Wednesday, February 29, 2012

Unions coming back in all the right anti-union places

Voting for that all-important first contract.
Unions are scoring important victories even as union-bashing reaches new lows. Corporate money talks louder than ever in the political arena. Republican presidential candidates have become noisy mouthpieces against working families. (The candidates need that campaign cash, after all, and now the way to get it these days is from billionaires' SuperPACs.)

As John Nichols in the Capital Times notes,
Like Wisconsin Gov. Scott Walker, Ohio Gov. John Kasich and Maine Gov. Paul LePage, they are anti-labor extremists whose opposition to free trade unions goes to extremes not seen since Southern segregationists sought to bar unions because of their fear that white workers and people of color were being organized into labor organizations that would threaten Jim Crow.
But despite these attacks -- or probably because of them -- unions are fighting back and winning. Truthout recently wrote about some recent union victories:
...GE and Cablevision workers unionizing after several failed organizing attempts, the end of the bloody Longview Port longshoremen dispute and the State Department issuing new rules governing student guest workers after last summer's strike by young Hershey foreign workers.
This extraordinarily rare string of victories leads me to believe that despite major attacks on workers’ organizing and collective bargaining rights, unions can take advantage of workers' backlash against these attacks and win big victories. They can still organize.
Organizing is only the first step, of course. The next one is to get that first contract. And the next is to ratify it. 

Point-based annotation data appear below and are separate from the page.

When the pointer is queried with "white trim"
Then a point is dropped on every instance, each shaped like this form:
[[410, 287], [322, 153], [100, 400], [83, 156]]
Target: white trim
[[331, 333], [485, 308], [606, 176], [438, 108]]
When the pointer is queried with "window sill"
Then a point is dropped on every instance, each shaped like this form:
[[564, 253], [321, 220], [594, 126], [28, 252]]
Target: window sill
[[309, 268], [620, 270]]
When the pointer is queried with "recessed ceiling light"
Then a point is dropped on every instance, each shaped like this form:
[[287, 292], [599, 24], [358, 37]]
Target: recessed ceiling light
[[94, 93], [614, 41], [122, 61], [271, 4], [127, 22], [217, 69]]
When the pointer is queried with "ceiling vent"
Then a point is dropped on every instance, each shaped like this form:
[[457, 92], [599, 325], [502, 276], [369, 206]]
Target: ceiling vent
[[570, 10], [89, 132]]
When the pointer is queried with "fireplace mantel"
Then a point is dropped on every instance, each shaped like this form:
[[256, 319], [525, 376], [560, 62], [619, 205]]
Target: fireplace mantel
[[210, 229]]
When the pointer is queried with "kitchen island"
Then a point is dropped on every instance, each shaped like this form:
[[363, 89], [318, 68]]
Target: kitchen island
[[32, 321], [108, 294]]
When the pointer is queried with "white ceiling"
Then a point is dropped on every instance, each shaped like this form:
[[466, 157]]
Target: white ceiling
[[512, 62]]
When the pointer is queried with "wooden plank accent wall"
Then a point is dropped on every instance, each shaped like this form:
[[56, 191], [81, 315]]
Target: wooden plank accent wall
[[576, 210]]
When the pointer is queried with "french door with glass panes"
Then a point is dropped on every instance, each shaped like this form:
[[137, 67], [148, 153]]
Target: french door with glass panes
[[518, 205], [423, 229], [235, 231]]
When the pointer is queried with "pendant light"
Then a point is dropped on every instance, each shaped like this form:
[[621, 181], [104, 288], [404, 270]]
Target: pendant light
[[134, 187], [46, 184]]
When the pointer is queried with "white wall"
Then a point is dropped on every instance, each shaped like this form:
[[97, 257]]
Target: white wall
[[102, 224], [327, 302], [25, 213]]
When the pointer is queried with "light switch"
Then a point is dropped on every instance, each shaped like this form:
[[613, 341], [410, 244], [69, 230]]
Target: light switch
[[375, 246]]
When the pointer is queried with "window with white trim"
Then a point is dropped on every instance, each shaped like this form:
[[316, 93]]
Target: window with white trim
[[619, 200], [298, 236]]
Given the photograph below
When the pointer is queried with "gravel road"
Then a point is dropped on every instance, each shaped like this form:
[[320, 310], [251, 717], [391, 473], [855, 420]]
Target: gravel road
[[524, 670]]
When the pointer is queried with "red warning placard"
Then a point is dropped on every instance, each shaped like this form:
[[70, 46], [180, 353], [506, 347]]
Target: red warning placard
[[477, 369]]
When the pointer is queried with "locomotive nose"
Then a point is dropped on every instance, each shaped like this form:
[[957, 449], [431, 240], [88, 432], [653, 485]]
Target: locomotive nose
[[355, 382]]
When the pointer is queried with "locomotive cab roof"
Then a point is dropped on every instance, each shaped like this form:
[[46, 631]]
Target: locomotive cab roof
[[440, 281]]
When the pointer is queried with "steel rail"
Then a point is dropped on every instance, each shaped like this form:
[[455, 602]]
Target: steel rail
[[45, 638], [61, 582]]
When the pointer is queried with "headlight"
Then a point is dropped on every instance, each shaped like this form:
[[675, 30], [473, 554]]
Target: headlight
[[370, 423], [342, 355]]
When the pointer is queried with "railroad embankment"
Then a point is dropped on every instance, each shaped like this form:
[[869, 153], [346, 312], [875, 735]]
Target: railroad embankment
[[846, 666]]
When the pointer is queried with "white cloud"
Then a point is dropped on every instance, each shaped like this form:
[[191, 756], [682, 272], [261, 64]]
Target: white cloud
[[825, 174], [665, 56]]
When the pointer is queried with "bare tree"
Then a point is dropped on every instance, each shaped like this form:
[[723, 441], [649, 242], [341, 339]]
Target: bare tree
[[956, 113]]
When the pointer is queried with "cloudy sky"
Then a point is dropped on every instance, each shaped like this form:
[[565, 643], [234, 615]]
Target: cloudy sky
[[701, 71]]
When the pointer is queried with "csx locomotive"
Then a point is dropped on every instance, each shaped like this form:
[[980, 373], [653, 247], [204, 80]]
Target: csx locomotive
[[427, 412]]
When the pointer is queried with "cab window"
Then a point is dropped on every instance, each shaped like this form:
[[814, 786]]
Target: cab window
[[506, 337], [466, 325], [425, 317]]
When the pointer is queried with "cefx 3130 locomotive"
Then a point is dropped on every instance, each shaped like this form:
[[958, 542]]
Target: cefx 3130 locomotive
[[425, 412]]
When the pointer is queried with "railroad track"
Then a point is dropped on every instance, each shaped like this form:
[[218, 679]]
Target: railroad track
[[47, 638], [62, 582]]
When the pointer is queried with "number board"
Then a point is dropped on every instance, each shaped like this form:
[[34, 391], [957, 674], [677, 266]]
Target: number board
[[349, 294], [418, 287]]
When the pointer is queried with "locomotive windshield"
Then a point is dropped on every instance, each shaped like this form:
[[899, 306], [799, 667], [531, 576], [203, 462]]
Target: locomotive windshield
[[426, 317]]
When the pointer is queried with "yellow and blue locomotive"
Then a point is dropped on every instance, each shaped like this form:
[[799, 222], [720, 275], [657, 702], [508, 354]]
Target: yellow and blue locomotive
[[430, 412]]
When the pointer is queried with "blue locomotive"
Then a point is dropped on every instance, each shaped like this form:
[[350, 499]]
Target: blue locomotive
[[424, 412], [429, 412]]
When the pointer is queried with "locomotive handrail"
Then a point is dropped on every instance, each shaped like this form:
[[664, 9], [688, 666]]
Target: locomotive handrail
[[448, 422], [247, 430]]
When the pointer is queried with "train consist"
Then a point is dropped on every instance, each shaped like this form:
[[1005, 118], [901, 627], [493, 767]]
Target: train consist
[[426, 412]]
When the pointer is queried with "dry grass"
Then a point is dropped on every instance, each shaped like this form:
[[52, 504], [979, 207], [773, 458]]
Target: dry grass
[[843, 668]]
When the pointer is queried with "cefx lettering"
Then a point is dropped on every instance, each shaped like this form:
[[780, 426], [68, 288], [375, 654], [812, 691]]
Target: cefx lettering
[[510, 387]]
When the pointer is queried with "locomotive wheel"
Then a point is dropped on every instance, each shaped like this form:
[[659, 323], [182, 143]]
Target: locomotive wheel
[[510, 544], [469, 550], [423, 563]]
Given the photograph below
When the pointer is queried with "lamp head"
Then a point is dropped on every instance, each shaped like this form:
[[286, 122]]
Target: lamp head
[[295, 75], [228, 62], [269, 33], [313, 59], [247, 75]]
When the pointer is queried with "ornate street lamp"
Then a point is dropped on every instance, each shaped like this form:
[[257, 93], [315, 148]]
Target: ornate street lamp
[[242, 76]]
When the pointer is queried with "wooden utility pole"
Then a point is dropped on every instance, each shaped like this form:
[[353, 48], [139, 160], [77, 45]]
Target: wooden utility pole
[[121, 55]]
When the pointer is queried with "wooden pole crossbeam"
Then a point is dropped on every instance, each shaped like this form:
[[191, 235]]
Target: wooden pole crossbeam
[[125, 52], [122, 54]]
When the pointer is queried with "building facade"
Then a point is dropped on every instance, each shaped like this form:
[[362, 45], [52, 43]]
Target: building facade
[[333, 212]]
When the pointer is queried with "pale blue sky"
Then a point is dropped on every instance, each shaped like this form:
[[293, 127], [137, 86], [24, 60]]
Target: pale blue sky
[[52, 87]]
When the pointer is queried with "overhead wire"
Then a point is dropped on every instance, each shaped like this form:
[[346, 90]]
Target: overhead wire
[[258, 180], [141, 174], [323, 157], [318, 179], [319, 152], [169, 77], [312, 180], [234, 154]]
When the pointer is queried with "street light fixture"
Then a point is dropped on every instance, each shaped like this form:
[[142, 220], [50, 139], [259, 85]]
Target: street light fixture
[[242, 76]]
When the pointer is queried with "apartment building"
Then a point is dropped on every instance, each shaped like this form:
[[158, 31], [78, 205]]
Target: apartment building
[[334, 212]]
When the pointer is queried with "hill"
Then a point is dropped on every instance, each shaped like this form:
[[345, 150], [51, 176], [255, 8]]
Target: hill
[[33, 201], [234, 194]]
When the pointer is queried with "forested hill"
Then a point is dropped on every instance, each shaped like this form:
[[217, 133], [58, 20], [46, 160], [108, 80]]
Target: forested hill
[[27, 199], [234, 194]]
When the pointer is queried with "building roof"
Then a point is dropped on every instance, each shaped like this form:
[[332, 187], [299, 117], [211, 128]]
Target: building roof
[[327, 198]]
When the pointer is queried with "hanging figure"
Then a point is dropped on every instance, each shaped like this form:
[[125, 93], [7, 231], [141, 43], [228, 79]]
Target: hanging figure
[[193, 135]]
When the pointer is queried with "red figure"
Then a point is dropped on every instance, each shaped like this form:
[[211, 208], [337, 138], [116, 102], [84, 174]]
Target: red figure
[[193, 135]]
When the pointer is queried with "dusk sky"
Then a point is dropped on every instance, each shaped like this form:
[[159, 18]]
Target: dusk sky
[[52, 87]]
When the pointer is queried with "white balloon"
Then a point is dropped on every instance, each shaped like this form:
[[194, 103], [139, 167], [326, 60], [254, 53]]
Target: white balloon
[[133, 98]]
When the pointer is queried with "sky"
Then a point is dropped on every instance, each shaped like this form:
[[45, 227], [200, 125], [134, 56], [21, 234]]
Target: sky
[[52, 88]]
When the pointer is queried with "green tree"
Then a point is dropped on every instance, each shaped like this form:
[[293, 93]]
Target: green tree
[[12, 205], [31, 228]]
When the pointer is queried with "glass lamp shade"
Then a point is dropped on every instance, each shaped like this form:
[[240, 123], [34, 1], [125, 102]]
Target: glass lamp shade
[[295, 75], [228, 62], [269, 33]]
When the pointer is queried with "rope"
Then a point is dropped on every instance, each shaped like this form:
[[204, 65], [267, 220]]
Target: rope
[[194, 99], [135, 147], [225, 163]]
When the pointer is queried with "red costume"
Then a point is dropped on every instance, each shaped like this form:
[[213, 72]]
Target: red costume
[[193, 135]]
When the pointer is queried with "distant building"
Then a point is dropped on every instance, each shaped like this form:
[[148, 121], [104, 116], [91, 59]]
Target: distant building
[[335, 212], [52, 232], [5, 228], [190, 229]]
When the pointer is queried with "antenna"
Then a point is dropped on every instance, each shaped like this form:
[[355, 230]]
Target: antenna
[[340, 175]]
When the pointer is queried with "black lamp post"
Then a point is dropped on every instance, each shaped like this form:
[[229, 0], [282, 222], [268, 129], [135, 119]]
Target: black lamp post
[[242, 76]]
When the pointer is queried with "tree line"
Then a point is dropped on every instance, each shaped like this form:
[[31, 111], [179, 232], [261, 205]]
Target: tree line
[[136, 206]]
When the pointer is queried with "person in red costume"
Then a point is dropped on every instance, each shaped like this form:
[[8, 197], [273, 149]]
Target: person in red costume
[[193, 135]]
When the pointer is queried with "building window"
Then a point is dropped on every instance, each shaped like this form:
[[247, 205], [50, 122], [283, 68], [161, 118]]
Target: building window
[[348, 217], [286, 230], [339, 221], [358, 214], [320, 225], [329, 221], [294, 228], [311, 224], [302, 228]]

Members of Local 200 in Milwaukee recently did all three in an extraordinary contract ratification. Local 200, of course, knows a thing or two about union bashing, as they've had to endure a year of Koch whore Gov. Scott Walker's attacks on working families. A few weeks ago, 421 Nestle's members of Local 200 in Burlington voted for a new contract by a stunning 14-to-1 margin.

Here's what Local 200 had to tell us:
Ready to vote their first ever Teamster contract Nestle workers in Burlington Wisconsin sent a message.
“This is the highest percentage yes vote for a contract and the largest group to participate in over 30 years” said Teamster negotiating team member Darold Lukaszewski.
Local 200 Business representatives Jeff Bandur and Randy Monroe praised the Stewards group with them on the negotiating team.
“It was a pleasure to work with this Steward group through this process” said Jeff. “Their dedication, long hours, and knowledge of the plant, along with knowing the wishes of their co-workers was invaluable.”
Some of the highlights of the new agreement were gains in wages, pension and health care contributions, along with numerous language enhancements.
The contract will run through February 15, 2017.
Congratulations to all the Local 200 Teamsters at Nestle!